On this Yom Hashoah of 2021/5781, my thoughts turn to one of the more haunting symbols of the Holocaust: the death and concentration camp tattoos. I have embedded in my memory, the numbered tattoos I have seen on the forearms of my grandparents and many other Holocaust survivors; for them it is both a painful reminder of what they endured and a testimony to their survival.
Any student that has been part of my Holocaust education course over the years will have studied with me the 1933 article, Wear it With Pride, The Yellow Badge. It is one of the first pieces we reflect on as we engage in conversation about names, identity, and religious symbols. On April 1, 1933, German Jews were required to publicly display a yellow Star of David on their clothing. In the article, printed in the Jewish newspaper the Juedische Rundschau, the author implores the Jewish community not to allow the new requirement to dishonor them, but rather to be utilized as an opportunity for reawakening and pride:
April 1, 1933, can become the day of Jewish awakening and Jewish rebirth. If the Jews will it. If the Jews are mature and have greatness in them… It was intended as dishonor. Jews, take it up, the Shield of David, and wear it with pride!…
Symbols have the power to mark, identify, and single out a group of people by the color of their skin or the religion they practice. They can be utilized positively to share messages of hope, values, morality and the teachings of a rich tradition and heritage. They can also be utilized to manipulate, torture, and humiliate. In the case of the Nazis, we know very well the intentions of marking the Jewish people with a yellow “badge.”
I recently finished reading The Tattooist of Auschwitz: A Novel, and among the many episodes that stirred my emotions and thoughts were the numerous descriptions of how the tätowierer (German for tattooist) carried out his “job” at Auschwitz. Although the tätowierer put in his best efforts to apply the tattoos as sensitively as he could, taking care to avoid inflicting as much pain as could be expected of him, it was the act of giving the tattoos to countless prisoners that caused me to shudder and reflect on how a few droplets of ink and a needle were fashioned into weapons that stole the names and identities of millions of humiliated prisoners.
If the tattoo ink could speak, what would it say to us?
Perhaps it would ask for forgiveness of those who survived and those who were murdered for having been utilized as a tool of psychological torture, physical pain, and enduring haunting memories.

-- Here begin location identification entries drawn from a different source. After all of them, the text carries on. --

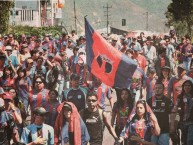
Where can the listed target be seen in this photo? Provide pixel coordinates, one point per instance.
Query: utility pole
(75, 16)
(107, 14)
(147, 21)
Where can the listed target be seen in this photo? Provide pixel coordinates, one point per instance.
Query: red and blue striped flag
(106, 62)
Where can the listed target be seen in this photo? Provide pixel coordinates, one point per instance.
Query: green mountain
(139, 14)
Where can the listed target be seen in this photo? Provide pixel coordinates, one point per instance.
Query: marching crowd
(48, 95)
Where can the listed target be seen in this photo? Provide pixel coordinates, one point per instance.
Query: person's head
(34, 54)
(187, 87)
(129, 53)
(29, 63)
(152, 72)
(2, 60)
(21, 72)
(53, 94)
(11, 37)
(114, 40)
(39, 61)
(165, 71)
(46, 38)
(159, 89)
(67, 110)
(7, 98)
(12, 92)
(162, 52)
(2, 105)
(64, 36)
(125, 95)
(39, 83)
(9, 50)
(136, 49)
(24, 48)
(51, 57)
(39, 115)
(141, 108)
(75, 50)
(162, 43)
(74, 79)
(1, 92)
(7, 71)
(125, 44)
(92, 100)
(149, 41)
(188, 39)
(63, 56)
(142, 34)
(181, 71)
(73, 32)
(167, 39)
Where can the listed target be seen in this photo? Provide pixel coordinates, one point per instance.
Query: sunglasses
(38, 82)
(92, 100)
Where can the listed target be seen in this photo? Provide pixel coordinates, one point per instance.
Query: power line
(107, 14)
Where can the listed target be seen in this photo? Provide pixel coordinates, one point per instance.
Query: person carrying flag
(140, 125)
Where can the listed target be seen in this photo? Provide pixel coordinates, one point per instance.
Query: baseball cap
(40, 110)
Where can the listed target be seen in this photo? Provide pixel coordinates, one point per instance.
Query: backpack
(82, 113)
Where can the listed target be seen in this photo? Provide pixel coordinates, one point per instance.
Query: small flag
(107, 63)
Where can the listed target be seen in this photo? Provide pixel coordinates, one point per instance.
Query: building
(26, 12)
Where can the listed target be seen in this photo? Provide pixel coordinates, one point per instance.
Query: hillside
(134, 11)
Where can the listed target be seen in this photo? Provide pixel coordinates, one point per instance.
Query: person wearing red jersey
(140, 58)
(39, 95)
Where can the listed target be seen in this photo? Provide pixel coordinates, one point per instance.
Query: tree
(180, 13)
(5, 7)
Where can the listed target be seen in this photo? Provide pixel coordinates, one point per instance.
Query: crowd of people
(48, 95)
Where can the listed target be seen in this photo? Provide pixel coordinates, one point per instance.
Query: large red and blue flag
(106, 62)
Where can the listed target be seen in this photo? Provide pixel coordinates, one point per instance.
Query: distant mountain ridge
(134, 11)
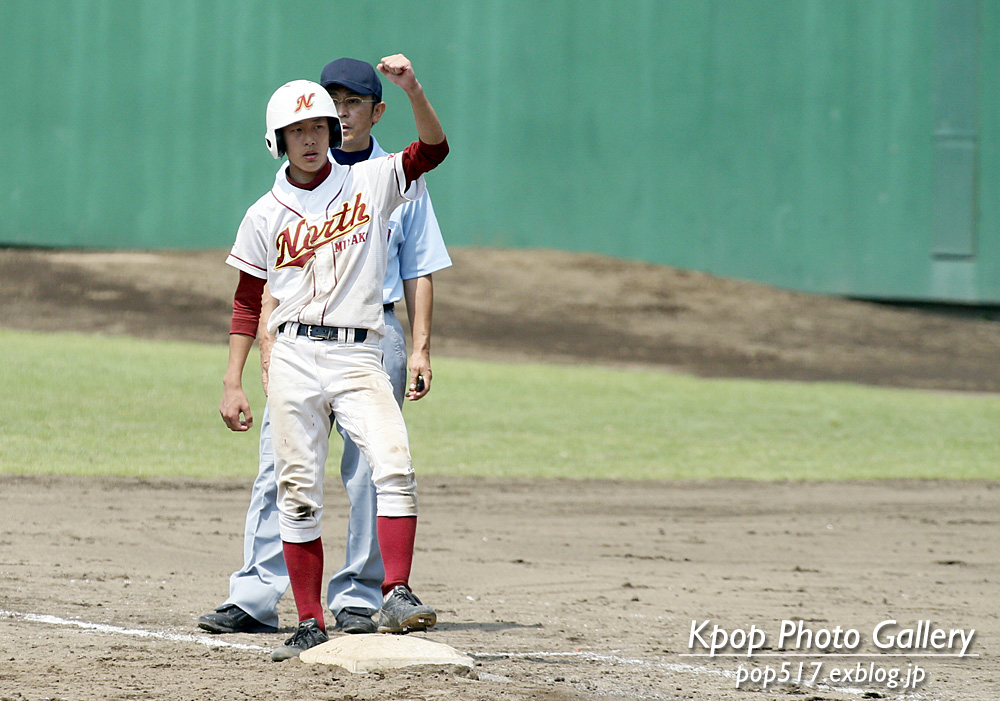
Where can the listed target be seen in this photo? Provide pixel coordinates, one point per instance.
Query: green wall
(805, 143)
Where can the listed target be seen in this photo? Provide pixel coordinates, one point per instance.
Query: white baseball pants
(307, 381)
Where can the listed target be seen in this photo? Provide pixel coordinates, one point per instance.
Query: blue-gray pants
(263, 579)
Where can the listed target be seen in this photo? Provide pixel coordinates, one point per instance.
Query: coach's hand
(235, 409)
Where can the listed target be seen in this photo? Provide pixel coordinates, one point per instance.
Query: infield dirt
(561, 590)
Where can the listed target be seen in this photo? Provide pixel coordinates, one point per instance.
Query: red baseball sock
(305, 570)
(395, 539)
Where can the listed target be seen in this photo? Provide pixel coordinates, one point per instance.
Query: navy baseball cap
(354, 75)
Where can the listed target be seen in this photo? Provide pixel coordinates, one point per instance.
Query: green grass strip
(78, 404)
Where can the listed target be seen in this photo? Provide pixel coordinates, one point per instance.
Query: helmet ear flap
(336, 134)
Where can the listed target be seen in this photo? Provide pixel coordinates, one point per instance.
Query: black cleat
(307, 635)
(355, 620)
(402, 612)
(232, 619)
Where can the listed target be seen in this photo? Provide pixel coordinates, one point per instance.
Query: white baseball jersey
(323, 251)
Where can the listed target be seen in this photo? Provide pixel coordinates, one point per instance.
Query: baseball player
(416, 251)
(318, 238)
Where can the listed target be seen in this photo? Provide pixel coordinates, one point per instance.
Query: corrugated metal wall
(845, 146)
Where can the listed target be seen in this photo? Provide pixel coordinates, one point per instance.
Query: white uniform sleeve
(249, 252)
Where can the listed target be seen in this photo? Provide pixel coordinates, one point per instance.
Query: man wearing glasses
(416, 251)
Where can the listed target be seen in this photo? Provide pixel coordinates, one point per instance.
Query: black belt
(326, 333)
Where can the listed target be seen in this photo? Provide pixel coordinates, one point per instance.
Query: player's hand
(398, 69)
(235, 410)
(420, 376)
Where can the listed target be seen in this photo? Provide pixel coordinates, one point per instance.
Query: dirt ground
(559, 590)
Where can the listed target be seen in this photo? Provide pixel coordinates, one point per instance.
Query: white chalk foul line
(213, 641)
(209, 641)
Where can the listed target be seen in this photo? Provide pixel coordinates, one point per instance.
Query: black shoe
(232, 619)
(307, 635)
(356, 620)
(402, 612)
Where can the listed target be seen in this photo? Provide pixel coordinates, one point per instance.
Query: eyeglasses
(352, 103)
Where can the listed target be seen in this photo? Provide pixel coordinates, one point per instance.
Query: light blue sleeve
(422, 251)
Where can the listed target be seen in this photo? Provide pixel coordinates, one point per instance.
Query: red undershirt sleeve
(419, 158)
(247, 304)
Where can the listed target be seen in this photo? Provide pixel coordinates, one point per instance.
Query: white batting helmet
(293, 102)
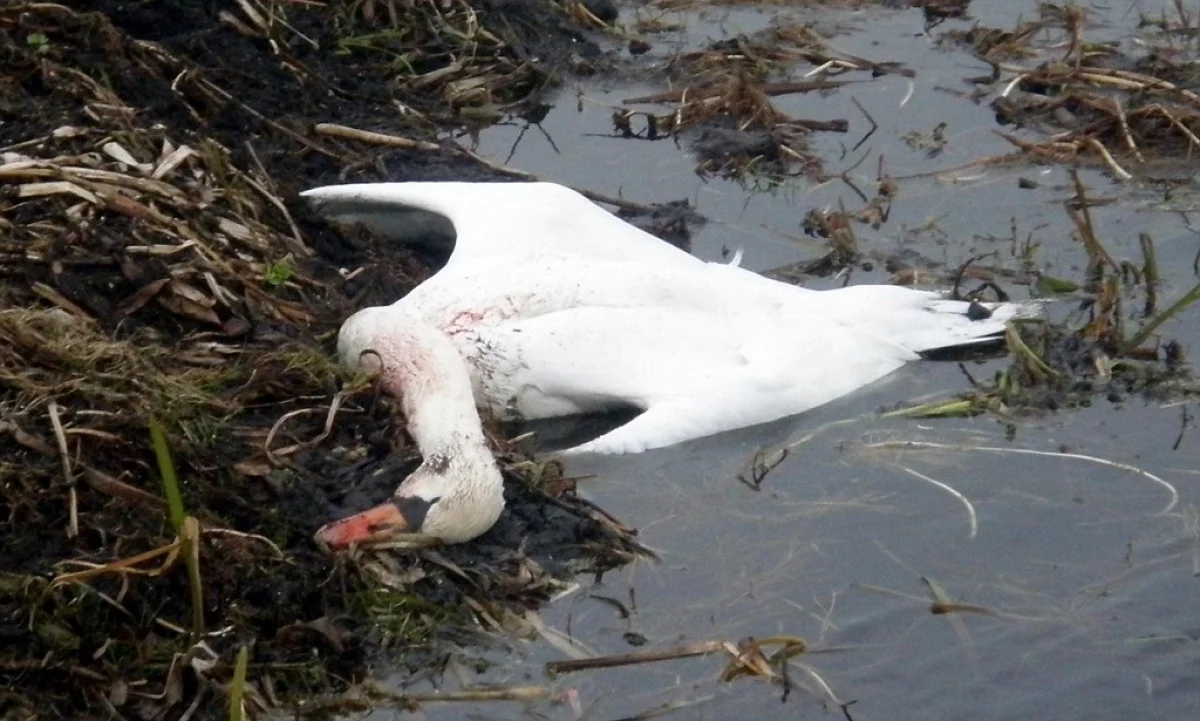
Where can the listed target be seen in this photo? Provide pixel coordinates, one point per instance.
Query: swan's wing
(695, 373)
(490, 220)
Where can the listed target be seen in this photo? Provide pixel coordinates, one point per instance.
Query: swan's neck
(419, 365)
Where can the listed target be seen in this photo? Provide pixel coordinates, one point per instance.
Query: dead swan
(552, 306)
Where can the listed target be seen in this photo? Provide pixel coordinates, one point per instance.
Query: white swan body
(559, 307)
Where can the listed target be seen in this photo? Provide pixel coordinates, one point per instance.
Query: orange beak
(379, 522)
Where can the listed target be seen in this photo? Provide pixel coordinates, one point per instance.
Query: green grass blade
(167, 472)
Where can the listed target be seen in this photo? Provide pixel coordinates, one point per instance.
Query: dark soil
(207, 298)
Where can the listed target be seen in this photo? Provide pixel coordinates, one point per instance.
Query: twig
(647, 656)
(949, 446)
(67, 473)
(964, 499)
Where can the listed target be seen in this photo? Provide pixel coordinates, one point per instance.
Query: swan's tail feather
(919, 320)
(942, 324)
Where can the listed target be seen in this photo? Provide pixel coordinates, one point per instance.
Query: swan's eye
(413, 509)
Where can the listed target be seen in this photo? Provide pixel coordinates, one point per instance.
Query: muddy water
(1086, 572)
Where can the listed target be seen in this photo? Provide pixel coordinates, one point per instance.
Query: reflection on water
(1081, 590)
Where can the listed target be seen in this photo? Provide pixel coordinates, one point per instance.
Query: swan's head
(450, 498)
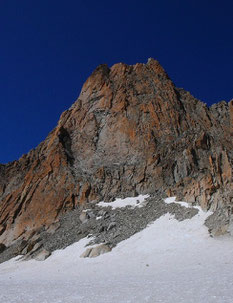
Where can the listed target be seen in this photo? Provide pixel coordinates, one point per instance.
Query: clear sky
(49, 47)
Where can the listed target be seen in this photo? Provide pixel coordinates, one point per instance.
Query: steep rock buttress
(130, 131)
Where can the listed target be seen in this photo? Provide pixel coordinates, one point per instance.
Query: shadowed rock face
(131, 131)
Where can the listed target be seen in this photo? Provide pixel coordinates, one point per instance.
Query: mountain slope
(131, 131)
(169, 261)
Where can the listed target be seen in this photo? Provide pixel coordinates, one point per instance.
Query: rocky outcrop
(131, 131)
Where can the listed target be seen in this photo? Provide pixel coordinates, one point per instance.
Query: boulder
(93, 252)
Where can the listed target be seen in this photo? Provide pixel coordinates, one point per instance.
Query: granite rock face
(131, 131)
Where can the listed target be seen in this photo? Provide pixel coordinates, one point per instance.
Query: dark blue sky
(49, 47)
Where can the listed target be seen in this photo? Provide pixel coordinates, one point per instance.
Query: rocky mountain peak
(131, 131)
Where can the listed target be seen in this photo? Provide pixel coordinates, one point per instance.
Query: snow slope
(169, 261)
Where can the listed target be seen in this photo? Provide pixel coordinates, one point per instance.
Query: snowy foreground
(169, 261)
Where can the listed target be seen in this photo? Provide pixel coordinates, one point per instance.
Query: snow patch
(169, 262)
(131, 201)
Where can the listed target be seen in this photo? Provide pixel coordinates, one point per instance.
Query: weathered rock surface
(131, 131)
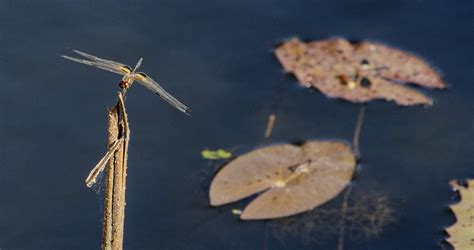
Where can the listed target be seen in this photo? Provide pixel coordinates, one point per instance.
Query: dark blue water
(216, 56)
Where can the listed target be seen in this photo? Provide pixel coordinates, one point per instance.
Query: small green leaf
(215, 155)
(236, 211)
(223, 154)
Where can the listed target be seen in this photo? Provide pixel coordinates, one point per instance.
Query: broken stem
(114, 209)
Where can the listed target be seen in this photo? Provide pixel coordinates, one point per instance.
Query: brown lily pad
(358, 72)
(293, 179)
(461, 234)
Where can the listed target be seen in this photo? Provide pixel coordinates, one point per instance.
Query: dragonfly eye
(126, 69)
(365, 82)
(141, 75)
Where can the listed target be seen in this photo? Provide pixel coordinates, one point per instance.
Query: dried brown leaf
(358, 72)
(295, 178)
(461, 234)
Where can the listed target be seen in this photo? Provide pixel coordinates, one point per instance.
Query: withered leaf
(461, 234)
(295, 178)
(358, 72)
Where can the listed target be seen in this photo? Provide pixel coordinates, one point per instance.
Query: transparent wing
(98, 59)
(155, 87)
(114, 67)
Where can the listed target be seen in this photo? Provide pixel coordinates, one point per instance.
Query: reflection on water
(367, 215)
(217, 58)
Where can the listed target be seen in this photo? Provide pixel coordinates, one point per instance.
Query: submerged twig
(360, 120)
(342, 222)
(271, 122)
(345, 201)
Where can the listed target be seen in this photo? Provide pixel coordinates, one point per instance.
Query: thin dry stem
(360, 120)
(270, 124)
(342, 223)
(114, 211)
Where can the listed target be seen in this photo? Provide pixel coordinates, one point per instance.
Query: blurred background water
(216, 57)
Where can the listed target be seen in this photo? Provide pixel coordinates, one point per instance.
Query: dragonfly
(129, 77)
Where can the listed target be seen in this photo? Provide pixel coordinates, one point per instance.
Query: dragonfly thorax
(126, 81)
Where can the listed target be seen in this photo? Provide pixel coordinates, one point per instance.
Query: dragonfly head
(126, 69)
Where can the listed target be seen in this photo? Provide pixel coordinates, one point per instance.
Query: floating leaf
(358, 72)
(461, 234)
(295, 178)
(215, 155)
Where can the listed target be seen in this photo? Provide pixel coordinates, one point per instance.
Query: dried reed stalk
(114, 208)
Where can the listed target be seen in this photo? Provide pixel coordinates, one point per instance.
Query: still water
(216, 57)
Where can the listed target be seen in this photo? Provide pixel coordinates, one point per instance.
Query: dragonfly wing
(155, 87)
(109, 67)
(98, 59)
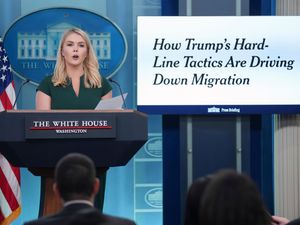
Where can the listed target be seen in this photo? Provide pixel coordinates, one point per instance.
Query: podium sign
(77, 126)
(38, 139)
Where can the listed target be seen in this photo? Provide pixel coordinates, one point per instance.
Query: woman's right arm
(42, 101)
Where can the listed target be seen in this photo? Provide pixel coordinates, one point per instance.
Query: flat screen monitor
(218, 65)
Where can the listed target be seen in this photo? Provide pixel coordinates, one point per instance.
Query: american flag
(10, 193)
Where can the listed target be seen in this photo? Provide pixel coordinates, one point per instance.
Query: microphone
(120, 90)
(22, 85)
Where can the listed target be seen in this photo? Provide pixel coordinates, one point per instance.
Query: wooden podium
(38, 139)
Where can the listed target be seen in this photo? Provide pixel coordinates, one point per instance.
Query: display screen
(211, 65)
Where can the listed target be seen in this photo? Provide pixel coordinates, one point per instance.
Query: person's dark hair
(193, 200)
(75, 176)
(232, 199)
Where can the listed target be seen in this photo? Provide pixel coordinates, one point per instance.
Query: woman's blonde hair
(92, 77)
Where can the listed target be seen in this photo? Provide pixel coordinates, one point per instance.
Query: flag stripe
(1, 109)
(10, 91)
(12, 176)
(6, 100)
(8, 193)
(5, 208)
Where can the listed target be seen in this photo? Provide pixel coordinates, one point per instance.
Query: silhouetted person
(76, 185)
(232, 199)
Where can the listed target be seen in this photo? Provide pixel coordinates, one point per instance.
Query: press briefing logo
(32, 41)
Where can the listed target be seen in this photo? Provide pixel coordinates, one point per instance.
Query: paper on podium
(112, 103)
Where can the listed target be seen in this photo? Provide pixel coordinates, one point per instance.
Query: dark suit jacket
(80, 214)
(294, 222)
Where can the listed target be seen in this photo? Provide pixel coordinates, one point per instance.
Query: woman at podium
(76, 82)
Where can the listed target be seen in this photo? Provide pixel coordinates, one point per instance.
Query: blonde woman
(76, 82)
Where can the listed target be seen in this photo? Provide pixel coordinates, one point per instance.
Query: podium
(38, 139)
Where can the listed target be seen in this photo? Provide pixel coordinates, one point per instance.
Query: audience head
(232, 199)
(193, 200)
(75, 177)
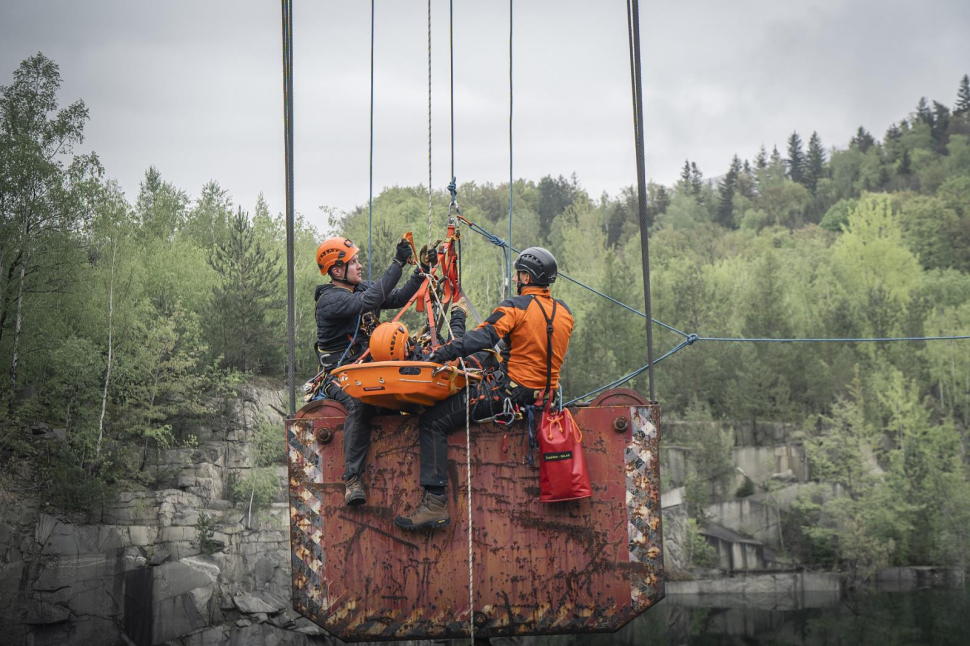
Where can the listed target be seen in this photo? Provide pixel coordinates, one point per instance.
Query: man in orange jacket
(536, 330)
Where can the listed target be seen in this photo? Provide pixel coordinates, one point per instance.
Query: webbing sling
(549, 320)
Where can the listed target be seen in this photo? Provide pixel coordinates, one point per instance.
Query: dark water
(930, 617)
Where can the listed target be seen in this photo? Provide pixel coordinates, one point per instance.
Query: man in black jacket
(346, 313)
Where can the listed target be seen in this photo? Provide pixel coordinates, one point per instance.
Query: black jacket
(338, 307)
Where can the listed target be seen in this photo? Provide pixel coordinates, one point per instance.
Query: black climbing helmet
(539, 264)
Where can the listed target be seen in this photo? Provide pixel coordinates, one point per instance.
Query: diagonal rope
(499, 242)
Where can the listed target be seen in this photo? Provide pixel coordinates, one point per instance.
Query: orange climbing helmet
(390, 342)
(333, 252)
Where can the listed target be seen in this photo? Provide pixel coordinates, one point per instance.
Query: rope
(468, 470)
(430, 192)
(508, 256)
(693, 338)
(633, 17)
(287, 19)
(451, 53)
(370, 198)
(690, 339)
(622, 380)
(499, 242)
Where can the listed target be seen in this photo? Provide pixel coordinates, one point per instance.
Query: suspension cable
(430, 190)
(508, 258)
(370, 198)
(633, 17)
(287, 10)
(451, 54)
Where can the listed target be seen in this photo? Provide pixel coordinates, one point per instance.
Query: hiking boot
(432, 513)
(354, 493)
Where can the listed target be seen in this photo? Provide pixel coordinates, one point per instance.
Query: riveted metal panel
(582, 566)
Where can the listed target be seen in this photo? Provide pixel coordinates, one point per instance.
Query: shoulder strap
(549, 320)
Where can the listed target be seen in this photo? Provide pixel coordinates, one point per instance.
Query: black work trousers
(356, 429)
(435, 424)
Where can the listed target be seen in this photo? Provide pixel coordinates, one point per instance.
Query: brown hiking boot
(354, 493)
(432, 513)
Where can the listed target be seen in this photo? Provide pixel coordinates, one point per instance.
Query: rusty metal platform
(539, 568)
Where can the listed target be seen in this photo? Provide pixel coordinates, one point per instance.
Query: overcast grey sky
(195, 88)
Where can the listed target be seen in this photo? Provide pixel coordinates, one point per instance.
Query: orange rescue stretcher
(391, 381)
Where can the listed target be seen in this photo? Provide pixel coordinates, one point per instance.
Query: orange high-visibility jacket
(520, 322)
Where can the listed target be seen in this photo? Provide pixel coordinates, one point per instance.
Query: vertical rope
(370, 199)
(287, 8)
(451, 53)
(633, 16)
(468, 471)
(430, 193)
(508, 257)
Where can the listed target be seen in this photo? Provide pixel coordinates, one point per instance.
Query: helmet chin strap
(342, 281)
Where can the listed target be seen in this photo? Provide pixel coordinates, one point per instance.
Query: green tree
(555, 196)
(248, 287)
(796, 159)
(161, 208)
(36, 139)
(863, 140)
(815, 164)
(929, 228)
(726, 189)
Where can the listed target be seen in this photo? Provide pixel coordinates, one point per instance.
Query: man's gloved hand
(428, 257)
(403, 252)
(461, 304)
(439, 356)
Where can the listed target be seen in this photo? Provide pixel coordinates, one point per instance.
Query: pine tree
(685, 184)
(725, 207)
(962, 106)
(246, 290)
(815, 166)
(761, 161)
(941, 123)
(923, 112)
(662, 201)
(892, 141)
(796, 159)
(863, 140)
(904, 164)
(696, 179)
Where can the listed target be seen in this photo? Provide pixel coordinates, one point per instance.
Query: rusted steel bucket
(573, 567)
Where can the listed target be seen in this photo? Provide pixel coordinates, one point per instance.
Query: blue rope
(499, 242)
(885, 339)
(690, 339)
(622, 380)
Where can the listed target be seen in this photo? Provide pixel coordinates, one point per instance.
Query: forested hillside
(125, 319)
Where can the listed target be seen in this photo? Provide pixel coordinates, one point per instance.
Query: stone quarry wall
(64, 582)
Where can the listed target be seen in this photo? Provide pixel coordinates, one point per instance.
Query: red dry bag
(562, 465)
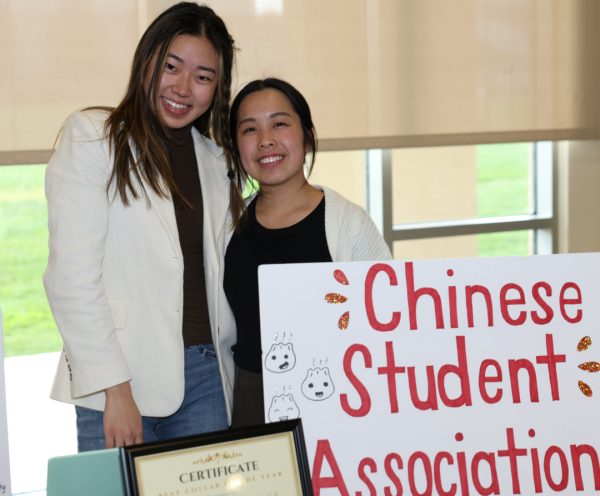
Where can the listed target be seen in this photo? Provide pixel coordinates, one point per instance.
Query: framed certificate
(255, 461)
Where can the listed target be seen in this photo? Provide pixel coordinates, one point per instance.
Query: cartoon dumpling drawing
(280, 358)
(318, 385)
(283, 407)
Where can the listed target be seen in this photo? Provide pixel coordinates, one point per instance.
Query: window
(454, 201)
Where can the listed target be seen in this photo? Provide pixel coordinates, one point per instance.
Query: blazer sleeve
(78, 222)
(367, 242)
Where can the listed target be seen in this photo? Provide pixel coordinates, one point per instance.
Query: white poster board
(4, 455)
(452, 377)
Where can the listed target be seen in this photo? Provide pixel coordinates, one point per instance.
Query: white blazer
(114, 279)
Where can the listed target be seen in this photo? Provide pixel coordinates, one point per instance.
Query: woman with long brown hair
(287, 221)
(137, 203)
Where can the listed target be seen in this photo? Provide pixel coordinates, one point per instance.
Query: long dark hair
(300, 106)
(132, 122)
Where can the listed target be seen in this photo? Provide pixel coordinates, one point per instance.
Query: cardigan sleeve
(78, 222)
(363, 237)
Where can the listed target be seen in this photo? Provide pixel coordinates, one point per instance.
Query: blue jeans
(203, 408)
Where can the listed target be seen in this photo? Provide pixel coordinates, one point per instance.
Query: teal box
(93, 473)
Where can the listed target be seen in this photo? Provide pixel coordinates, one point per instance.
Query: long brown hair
(300, 106)
(138, 137)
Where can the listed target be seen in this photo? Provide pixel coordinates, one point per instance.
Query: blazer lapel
(215, 191)
(165, 210)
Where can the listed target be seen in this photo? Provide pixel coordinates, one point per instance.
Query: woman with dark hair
(137, 206)
(288, 221)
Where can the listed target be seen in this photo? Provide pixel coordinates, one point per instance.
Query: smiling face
(270, 139)
(318, 385)
(188, 82)
(280, 358)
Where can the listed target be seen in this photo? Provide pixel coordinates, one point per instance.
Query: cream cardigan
(351, 234)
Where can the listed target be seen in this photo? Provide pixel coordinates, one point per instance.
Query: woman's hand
(122, 419)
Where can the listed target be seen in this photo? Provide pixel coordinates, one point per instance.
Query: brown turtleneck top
(190, 222)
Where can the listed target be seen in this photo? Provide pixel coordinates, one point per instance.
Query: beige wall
(377, 73)
(579, 196)
(343, 172)
(431, 184)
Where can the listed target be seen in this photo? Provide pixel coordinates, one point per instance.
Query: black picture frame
(130, 453)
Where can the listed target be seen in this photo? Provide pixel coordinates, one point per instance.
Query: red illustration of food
(585, 389)
(584, 343)
(344, 321)
(590, 366)
(335, 298)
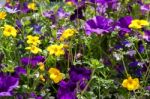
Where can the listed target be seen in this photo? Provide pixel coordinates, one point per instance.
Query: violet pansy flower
(7, 84)
(146, 35)
(99, 25)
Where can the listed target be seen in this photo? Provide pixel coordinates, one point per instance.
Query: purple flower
(78, 13)
(134, 64)
(79, 73)
(37, 29)
(146, 35)
(33, 61)
(119, 68)
(7, 84)
(140, 47)
(111, 4)
(126, 43)
(123, 24)
(25, 8)
(61, 13)
(131, 52)
(18, 23)
(76, 2)
(147, 88)
(99, 25)
(50, 15)
(12, 9)
(20, 71)
(78, 77)
(145, 7)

Perhaps it would scream out to the descendants of those were tattooed to remind them not to take for granted their own identity and heritage, that being a Jew is not a crime, it is a privilege.
Perhaps it would urge Holocaust deniers and revisionists to pause for one extra moment before opening their mouths to consider what having that ink and needle might have felt like going into their own skin, and to what end?
Perhaps it would comfort the Holocaust survivors to consider their own survival, reminding them that the inked number in their skin could never completely eradicate the fighting spirit that motivated them to push on for just one more day.
Perhaps it would beckon the world to take more notice of modern day “tattoos” that are tearing away the identities and names of minority groups and vulnerable members of our societies.
But maybe, just maybe, on this Yom HaShoah of 2021/5781, the ink tattoos are there to tell us how much darkness and suffering humanity is capable of bringing into the world and the lives of others, and in turn, how much light and hope humanity is capable of bringing into the world and the lives of others.